Kisah-kisah Kematian | Cerita Pendek Hugo Hardianto

“Biarlah orang mati menguburkan orang mati, karena yang sudah mati tidak akan pernah pergi. Kau ingat kan dengan kisah Lazarus, orang mati yang bangkit lagi itu? Aku yakin dia bisa bangkit gara-gara dia menguburkan dirinya sendiri.”

“Bodoh, itu gara-gara ada nabi yang datang dan membangkitkannya. Mana ada orang mati bisa menguburkan dirinya sendiri. Kalau ada, gimana caranya mereka mandi sebelum dikubur? Apa ada orang mati mandi sendiri? Orang mati kan juga butuh mandi,” bantahmu sambil berdiri dan beranjak pergi.

“Aku mau mandi, mau ikut?” Tambahmu dengan genit.

Sialan, batinku. Bisa-bisanya kamu mengajakku mandi bersama. Apa kau sudah lupa dengan ceritaku semalam, saat pertama kali kita bertemu di bar milik Tegar?

“Kenalkan, aku pencerita kematian,” kira-kira begitu salamku saat pertama kali mendekatimu yang sedang duduk sendirian.

“Jadi, sudah berapa kali kau melihat orang mati?” Senyummu licik.

Sialan, senyum itu, ya senyum itu.

“Namamu?”

“Alvira, tapi kau bisa panggil aku cinta.”

“Aku Laki, but you can call me anytime.”

Ah, semalam kita terkikih-kikih saja mendengar gombalan-gombalan murah yang kita lontarkan. Kalau sekarang kuingat-ingat lagi, tak habis pikir betapa menjijikkannya kembang-kembang bibir kita.

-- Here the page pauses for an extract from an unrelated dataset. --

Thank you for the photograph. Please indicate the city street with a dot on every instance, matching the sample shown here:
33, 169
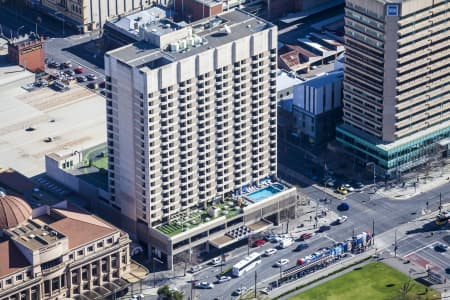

“Jadi, sekali lagi kutanya, kau sudah berapa kali melihat orang mati?”

“Banyak, kau tak bisa membayangkan. Makanya aku punya gelar pencerita kematian.”

“Siapa yang pertama?

***

Ah Alvira, kau pasti tak akan percaya. Orang mati yang pertama kulihat namanya Ratna. Dia mantan pacarku beberapa purnama lalu. Mau tahu Ratna mati karena apa? Karena sabun, ya sabun. Lihat, sudah kubilang kau tak akan percaya.

Kalau tak salah ingat waktu itu Jumat dan suasana sedikit mendung. Seharian kami di kamar saja, jangan tanya ngapain. Aku sibuk menulis cerita, sedangkan Ratna, aku lupa dengan apa yang dikerjakannya waktu itu.

Tiba-tiba Ratna bangkit dan mengajakku mandi. Tentu saja aku mau, waktu itu. Baru dua langkah masuk ke kamar mandi, kakinya menginjak sabun dan terpeleset. Aku belum sempat bergerak waktu melihat kepala Ratna menghantam lantai. Semenjak itu ia tak pernah bangun lagi. Selesai. Tamat. Metong.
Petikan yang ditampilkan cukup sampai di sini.